3. Describe the MAP compliance monitoring process:

Manufacturers and brands need to monitor retailers’ prices across all channels to protect their brand image/value. However, the MAP compliance monitoring process can be tedious if done manually. To achieve an optimum tracking system, one can use MAP monitoring software. The system should allow you to send emails to your retailers that are violating your MAP guidelines. The violation email outreach system should be flexible to customize per the email frequency and tone you want to use to reach out to your resellers.

This article Minimum Advertised Price Violations Free Email Template and Best Practices shares best practices on this topic.

Tracking retail pricing across various channels such as Amazon, Walmart, Big-commerce, and more must be thorough so that retailers will be alerted if they violate the pricing policy. Therefore, MAP policy needs to cover the process of MAP monitoring and the condition of violations i.e., “what is a violation” and “what is not”.

4. Clearly state the MAP enforcement process:

The success of any MAP policy can only be achieved if they are enforced. Unenforced MAP policies can degrade and deteriorate your brand value/image. If the MAP monitoring process tracks any kind of violations, the policy must cover the consequences and after-effects. According to a study by Ayelet Israel on nearly 500 MAP policies, only 41% of them were clear about the consequences of MAP violations. He states that a lack of clarity when it comes to MAP enforcement can make a company seem indecisive and timid which can invite resellers to see what they can get away with.

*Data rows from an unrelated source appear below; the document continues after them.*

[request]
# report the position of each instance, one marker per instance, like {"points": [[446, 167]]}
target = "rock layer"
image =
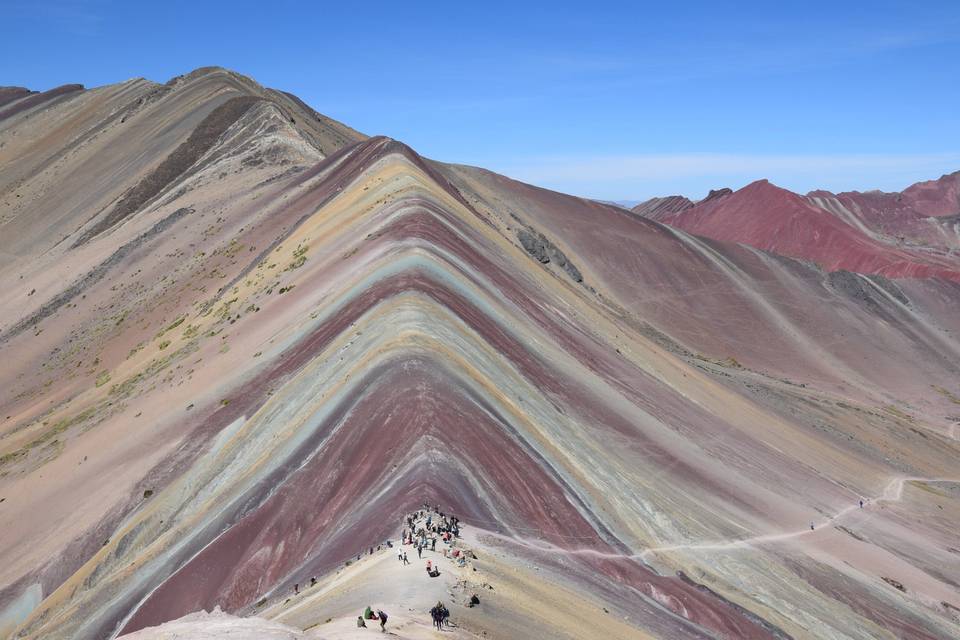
{"points": [[302, 333]]}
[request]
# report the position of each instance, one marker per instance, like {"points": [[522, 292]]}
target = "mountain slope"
{"points": [[301, 335], [773, 219]]}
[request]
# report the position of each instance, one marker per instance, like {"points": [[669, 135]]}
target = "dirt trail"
{"points": [[892, 492]]}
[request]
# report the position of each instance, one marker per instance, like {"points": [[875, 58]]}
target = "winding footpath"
{"points": [[893, 492]]}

Therefore, a policy needs to cover:

  • Map Violations will need to be corrected within a certain period for the first violation. The rules can be different for authorized retailers vs. unknown retailers. The first violation can be corrected with an official warning process.
  • The second violation should be stricter. Banning the retailer for a certain period can be a good practice to implement for a second violation.
  • Do not overlook the third violation. The consequences can be from banning for an extended period to banning retailers from selling your products altogether.

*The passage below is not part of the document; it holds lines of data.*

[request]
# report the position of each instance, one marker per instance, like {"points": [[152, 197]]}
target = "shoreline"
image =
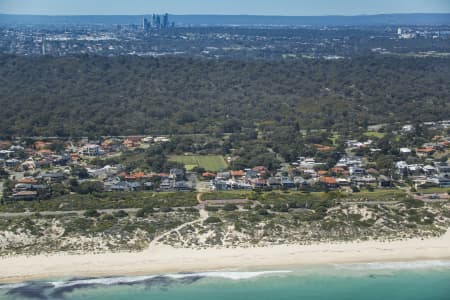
{"points": [[162, 259]]}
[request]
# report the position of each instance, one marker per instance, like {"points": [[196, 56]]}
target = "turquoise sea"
{"points": [[428, 280]]}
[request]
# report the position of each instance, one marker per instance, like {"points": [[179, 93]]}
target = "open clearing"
{"points": [[212, 163]]}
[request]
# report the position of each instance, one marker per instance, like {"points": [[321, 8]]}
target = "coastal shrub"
{"points": [[91, 213], [413, 203], [211, 208], [230, 207], [120, 214], [212, 220]]}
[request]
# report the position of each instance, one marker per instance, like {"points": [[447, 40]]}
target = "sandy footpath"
{"points": [[161, 259]]}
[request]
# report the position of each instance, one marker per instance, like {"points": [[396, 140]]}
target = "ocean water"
{"points": [[428, 280]]}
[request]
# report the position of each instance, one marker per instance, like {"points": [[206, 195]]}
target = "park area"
{"points": [[213, 163]]}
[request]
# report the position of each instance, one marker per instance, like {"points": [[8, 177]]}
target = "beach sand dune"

5. Provide the process retailers can follow to claim MAP violation:

The policy should also cover the process where loyal retailers can report violations. The policy should also cover the process retailers can use to report violations they discover others have made. Ease of reporting and support offered to trusted retailers can motivate them to follow the rules in the MAP policy and report other violators.

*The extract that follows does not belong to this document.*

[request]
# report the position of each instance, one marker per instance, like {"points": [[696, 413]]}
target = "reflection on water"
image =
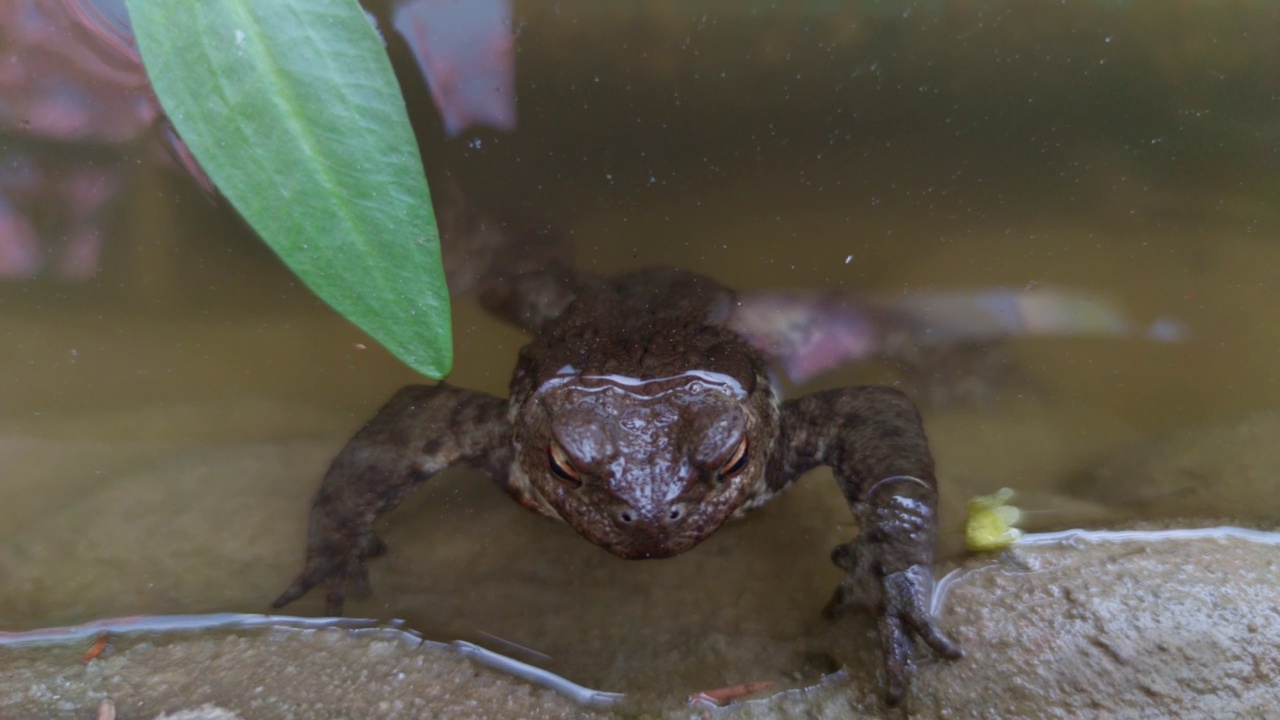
{"points": [[167, 420]]}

6. Create a reward system:

Rewarding retailers that follow your policy guidelines helps you ensure loyalty and trust with them. We recommend you create a reward system for such retailers. Our article Police MAP Violators and Incentivize Sellers That Comply With MAP Rules describes tactics brands can use to reward their good resellers that comply with the MAP violation policies set by the brand in the US and Canada.

In Conclusion

Manufacturer set Minimum Advertised Price (MAP) policies can significantly impact your brand perception and should be top of your mind as you build your pricing and marketing strategies. Good solutions to offer Price Intelligence and Ad Intelligence can help you monitor marketplaces like Amazon, Google Shopping, Target, and even your close competitor’s website across multiple countries, and gain insight into pricing and product trends.

Insights from these will enable you to formulate good MAP pricing guidelines. These tools also offer capabilities such as MAP compliance monitoring and violation alert services, which are important for implementing successful MAP policies. A good MAP solution firm will evolve their offerings with changes in the marketplace and suggest best practices for creating a sound MAP price compliance and reward system.